8 MART DÜNYA KADINLAR GÜNÜNDE KADIN RUH SAĞLIĞI
Ruhsal hastalıkların yaygınlığı, seyri ve yol açtığı sorunlar cinsiyetler arasında belirgin farklılıklar göstermektedir. Panik bozukluğu, travma sonrası stres bozukluğu ve fobiler başta olmak üzere anksiyete bozuklukları ve depresyon gibi toplumda sık görülen bazı ruhsal hastalıklar kadınlarda erkeklerden daha sık görülmektedir. Kadınların ruh sağlığı bedensel sağlıklarının bir parçasıdır. Toplumda ve tıp alanında kadınların sağlığı ve genel olarak yaşamları üzerinde ruhsal sağlığın önemi genellikle göz ardı edilmektedir. 
Kadınların % 8-11’inde gebelik döneminde, %6-13’ünde doğum sonrasında depresyon görülmektedir. Depresyonun 2020 yılında dünyada en çok  hastalık yüküne yol açacak hastalıklar listesinde 2. sırayı alması beklenmektedir. Bu artışın kadınlarda daha yüksek olacağı öngörülmektedir. Kadınlar erkeklerden üç kat daha fazla intihar girişiminde bulunmaktadır. Gelişmiş ve gelişmekte olan ülkelerde kadınlarda depresyon erkeklerden iki kat daha sıktır.
Kadınların ruh sağlığının genel olarak daha kötü olması yalnızca erkeklerle kadınlar arasındaki biyolojik farklılıklar, bireysel ya da yaşam tarzı ile ilişkili faktörler ile yeterince açıklanamaz. Geniş bir yelpazeden bakarsak ekonomik, yasal ve çevresel faktörlerin,  erkeklerle kadınlar arasındaki güç ilişkisinin kadın yaşamını belirgin biçimde etkilediği, bunun sonucu olarak ruhsal hastalıkların sıklığını arttırdığı görülmektedir. Sosyal faktörler farklı ülkelerde, hatta ülke içinde cinsiyet rollerinin gelişmesi ya da geri kalması yönünde etkiler gösterebilir. Kadının ruh sağlığını derinden etkileyen bu sosyal faktörlerin belirlenmesi ve uygun girişimler ve politikalarla değiştirilmesinin bazı ruhsal hastalıkların görülme sıklığının azalttığı gösterilmiştir. Kadın ruh sağlığını etkileyen en temel iki sosyal faktör şiddete maruz kalma ve yoksulluktur.

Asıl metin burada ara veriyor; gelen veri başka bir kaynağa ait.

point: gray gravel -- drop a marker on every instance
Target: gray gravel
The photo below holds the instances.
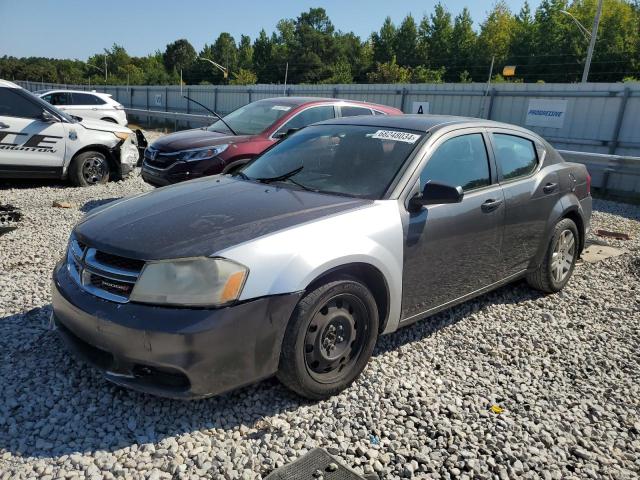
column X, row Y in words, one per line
column 564, row 369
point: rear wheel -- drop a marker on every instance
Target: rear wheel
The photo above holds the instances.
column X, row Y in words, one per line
column 329, row 339
column 89, row 168
column 560, row 259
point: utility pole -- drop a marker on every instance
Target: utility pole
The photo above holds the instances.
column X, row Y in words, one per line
column 592, row 42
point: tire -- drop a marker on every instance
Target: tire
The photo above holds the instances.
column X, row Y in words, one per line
column 559, row 260
column 89, row 168
column 329, row 339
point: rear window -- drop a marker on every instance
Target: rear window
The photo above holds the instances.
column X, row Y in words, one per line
column 516, row 156
column 87, row 99
column 350, row 111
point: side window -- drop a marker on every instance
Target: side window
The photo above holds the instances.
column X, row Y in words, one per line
column 57, row 98
column 516, row 156
column 309, row 116
column 350, row 111
column 12, row 104
column 460, row 161
column 85, row 99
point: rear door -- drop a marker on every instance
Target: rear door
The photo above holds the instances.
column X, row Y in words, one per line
column 452, row 250
column 530, row 195
column 29, row 146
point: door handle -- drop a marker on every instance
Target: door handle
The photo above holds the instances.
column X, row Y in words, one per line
column 490, row 205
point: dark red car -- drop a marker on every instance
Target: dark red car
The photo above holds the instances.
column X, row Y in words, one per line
column 245, row 133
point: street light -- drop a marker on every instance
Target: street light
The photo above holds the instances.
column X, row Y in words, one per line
column 224, row 71
column 590, row 36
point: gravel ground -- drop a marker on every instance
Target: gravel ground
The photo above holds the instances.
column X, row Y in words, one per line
column 563, row 368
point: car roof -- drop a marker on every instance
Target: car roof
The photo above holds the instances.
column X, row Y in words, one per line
column 8, row 84
column 421, row 123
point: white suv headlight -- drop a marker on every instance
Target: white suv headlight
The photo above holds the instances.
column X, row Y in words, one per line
column 202, row 153
column 190, row 282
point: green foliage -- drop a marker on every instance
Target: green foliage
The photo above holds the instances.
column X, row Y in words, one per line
column 244, row 77
column 422, row 74
column 389, row 72
column 544, row 45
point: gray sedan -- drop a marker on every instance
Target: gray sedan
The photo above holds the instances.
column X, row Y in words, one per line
column 341, row 232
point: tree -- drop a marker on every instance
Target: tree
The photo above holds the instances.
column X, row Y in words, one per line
column 245, row 53
column 496, row 34
column 244, row 77
column 384, row 42
column 439, row 35
column 463, row 46
column 262, row 57
column 406, row 40
column 390, row 72
column 179, row 55
column 225, row 52
column 423, row 74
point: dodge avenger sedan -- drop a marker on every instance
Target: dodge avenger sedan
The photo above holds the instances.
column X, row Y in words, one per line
column 229, row 143
column 346, row 230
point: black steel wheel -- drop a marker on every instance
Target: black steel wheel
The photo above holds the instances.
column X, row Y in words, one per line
column 329, row 339
column 89, row 168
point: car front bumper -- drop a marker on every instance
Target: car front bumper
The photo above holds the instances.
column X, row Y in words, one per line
column 181, row 171
column 172, row 352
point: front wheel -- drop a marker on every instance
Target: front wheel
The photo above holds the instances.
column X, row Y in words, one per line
column 329, row 339
column 89, row 168
column 560, row 259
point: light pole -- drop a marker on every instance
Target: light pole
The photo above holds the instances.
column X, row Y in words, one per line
column 590, row 36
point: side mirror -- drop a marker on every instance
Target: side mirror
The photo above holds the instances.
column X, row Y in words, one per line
column 434, row 193
column 48, row 117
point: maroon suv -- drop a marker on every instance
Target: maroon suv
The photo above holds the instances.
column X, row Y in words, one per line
column 245, row 133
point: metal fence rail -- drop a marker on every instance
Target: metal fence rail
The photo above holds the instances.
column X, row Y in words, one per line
column 599, row 117
column 600, row 128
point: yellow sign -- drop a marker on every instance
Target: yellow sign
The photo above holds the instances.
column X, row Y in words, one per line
column 509, row 71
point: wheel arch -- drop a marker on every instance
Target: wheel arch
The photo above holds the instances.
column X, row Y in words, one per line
column 108, row 153
column 370, row 276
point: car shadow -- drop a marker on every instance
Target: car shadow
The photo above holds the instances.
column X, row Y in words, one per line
column 52, row 404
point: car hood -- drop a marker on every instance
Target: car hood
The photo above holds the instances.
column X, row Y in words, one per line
column 103, row 126
column 195, row 138
column 202, row 217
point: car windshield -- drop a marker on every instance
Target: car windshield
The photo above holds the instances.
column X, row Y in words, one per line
column 59, row 112
column 353, row 160
column 253, row 118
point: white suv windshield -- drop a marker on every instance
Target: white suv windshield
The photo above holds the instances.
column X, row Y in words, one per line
column 251, row 119
column 353, row 160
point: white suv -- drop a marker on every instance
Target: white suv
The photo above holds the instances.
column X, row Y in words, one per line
column 86, row 104
column 39, row 141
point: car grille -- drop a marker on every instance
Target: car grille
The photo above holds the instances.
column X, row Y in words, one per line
column 157, row 159
column 104, row 275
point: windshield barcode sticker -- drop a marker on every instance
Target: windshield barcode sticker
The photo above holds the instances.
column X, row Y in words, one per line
column 396, row 136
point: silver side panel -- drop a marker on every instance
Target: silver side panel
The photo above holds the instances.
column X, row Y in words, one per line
column 289, row 260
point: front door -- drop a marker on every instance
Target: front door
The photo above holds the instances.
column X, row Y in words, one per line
column 452, row 250
column 29, row 146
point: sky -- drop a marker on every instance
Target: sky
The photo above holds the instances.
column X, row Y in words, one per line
column 80, row 28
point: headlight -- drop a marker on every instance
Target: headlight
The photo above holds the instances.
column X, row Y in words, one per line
column 126, row 136
column 190, row 282
column 202, row 153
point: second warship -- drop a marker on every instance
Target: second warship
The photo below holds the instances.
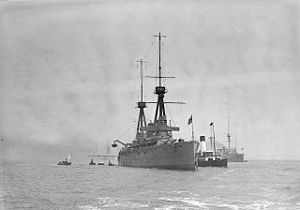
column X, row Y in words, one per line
column 231, row 153
column 154, row 145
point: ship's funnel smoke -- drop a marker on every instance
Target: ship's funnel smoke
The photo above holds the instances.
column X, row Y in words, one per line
column 203, row 144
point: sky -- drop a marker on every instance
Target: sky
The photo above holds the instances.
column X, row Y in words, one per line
column 69, row 80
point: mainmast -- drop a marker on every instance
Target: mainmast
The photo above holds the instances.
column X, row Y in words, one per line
column 141, row 104
column 160, row 113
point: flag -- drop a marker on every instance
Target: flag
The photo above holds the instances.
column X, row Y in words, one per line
column 190, row 120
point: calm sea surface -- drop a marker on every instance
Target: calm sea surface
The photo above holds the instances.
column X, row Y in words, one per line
column 249, row 185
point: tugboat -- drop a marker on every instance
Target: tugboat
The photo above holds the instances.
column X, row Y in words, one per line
column 154, row 145
column 210, row 158
column 92, row 163
column 65, row 162
column 110, row 163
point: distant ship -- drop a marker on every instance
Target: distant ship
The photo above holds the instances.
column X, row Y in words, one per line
column 65, row 162
column 231, row 153
column 212, row 157
column 154, row 145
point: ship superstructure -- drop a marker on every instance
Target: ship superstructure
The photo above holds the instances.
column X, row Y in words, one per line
column 154, row 145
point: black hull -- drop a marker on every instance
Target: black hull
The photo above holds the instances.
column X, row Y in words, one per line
column 212, row 163
column 174, row 156
column 64, row 164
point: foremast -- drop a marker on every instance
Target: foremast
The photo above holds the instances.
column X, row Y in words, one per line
column 141, row 105
column 159, row 131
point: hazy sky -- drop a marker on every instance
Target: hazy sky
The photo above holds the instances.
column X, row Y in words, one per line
column 69, row 78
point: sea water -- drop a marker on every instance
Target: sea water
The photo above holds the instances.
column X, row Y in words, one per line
column 247, row 185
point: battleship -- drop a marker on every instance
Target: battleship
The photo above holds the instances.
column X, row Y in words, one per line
column 231, row 153
column 65, row 162
column 154, row 145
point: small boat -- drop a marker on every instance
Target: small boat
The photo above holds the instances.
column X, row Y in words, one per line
column 209, row 158
column 92, row 163
column 65, row 162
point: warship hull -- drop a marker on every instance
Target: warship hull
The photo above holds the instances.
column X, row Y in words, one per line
column 235, row 157
column 174, row 156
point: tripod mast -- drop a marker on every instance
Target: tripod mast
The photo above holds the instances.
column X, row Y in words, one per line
column 141, row 105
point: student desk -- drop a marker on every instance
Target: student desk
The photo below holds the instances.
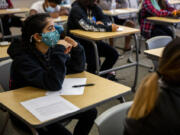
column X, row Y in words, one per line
column 122, row 11
column 103, row 91
column 174, row 2
column 96, row 36
column 165, row 20
column 10, row 12
column 154, row 54
column 61, row 19
column 3, row 51
column 115, row 12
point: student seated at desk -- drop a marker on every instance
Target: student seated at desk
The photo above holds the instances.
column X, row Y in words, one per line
column 48, row 6
column 42, row 61
column 9, row 20
column 156, row 107
column 121, row 19
column 160, row 8
column 86, row 15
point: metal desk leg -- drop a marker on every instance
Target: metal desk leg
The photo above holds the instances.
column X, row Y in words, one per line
column 97, row 57
column 2, row 30
column 130, row 59
column 173, row 30
column 33, row 130
column 137, row 62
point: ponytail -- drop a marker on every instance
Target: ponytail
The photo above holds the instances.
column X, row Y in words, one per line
column 145, row 97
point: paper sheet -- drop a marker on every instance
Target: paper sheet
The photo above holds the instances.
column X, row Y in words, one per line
column 49, row 107
column 67, row 88
column 57, row 19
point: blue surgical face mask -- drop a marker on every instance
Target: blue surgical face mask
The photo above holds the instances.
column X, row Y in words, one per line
column 50, row 9
column 50, row 38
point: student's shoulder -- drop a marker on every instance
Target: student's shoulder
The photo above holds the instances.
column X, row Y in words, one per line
column 76, row 7
column 37, row 4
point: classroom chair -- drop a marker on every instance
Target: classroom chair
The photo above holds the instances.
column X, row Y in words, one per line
column 157, row 42
column 111, row 122
column 5, row 73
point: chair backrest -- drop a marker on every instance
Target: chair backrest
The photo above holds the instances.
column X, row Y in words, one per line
column 5, row 73
column 111, row 122
column 158, row 42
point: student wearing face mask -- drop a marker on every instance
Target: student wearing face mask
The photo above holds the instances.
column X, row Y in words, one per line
column 86, row 15
column 48, row 6
column 42, row 60
column 160, row 8
column 9, row 20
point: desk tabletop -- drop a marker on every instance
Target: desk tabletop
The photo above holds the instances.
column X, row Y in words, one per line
column 154, row 52
column 13, row 11
column 115, row 12
column 3, row 51
column 59, row 19
column 104, row 35
column 102, row 91
column 164, row 19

Günümüzde en ilkel toplumlardan en gelişmiş toplumlara kadar bütün kadınlar geleneksel kavramların da etkisiyle fiziksel, cinsel, ekonomik, psikolojik şiddete maruz kalmaktadır. Kadına yönelik şiddet, dünyanın çeşitli ülkelerinde kadınların sünnet edilmesinden çeyiz hazırlamaya zorlanmasına, bekaret kontrollerinden, “ahlaksız” olduğu iddiasıyla öldürülmesine kadar türlü biçimlerde yerleşik toplumsal kültürün doğal bir parçası olarak sürdürülmektedir. Ülkemizde “töre” adı altında her yıl birçok kadın cinayeti işlenmekte ve resmi makamlara ulaşandan çok daha fazlası örtbas edilmektedir. Kadınların ne yapması, nasıl davranması, ne kadar eğitim alacağı, parasını nasıl harcayacağı, nasıl giyineceği hatta kimle evleneceği gibi temel seçimleri kural koyucu, yasa koyucu erkekler tarafından belirlenmektedir. Unutulmamalıdı r ki; kadına yönelik şiddet ciddi bir halk sağlığı problemi ve insan hakları ihlalidir. Kadınların eğitilmemeleri, emekleri karşılığında ücret almamaları ya da erkeklerden daha düşük ücret almaları, daha düşük sosyal konumda yer almaları şiddete uğramalarını arttırmaktadır. Kadınlar en sık eşleri, cinsel partnerleri tarafından fiziksel ve cinsel şiddete maruz bırakılmaktadırlar. Kadına yönelik şiddet sonucunda kadınların bedensel, ruhsal, cinsel ve üreme sağlıkları bozulmakta, gebelik ve lohusalık döneminde sağlık problemleri ile karşılaşılmaktadır. Dünyada birçok kadın şiddete uğramasına rağmen, çok az kadın yasal kurumlara başvurmaktadır. Şiddete uğramak kadınlarda birçok ruhsal hastalığın oluşumunu tetiklemektedir.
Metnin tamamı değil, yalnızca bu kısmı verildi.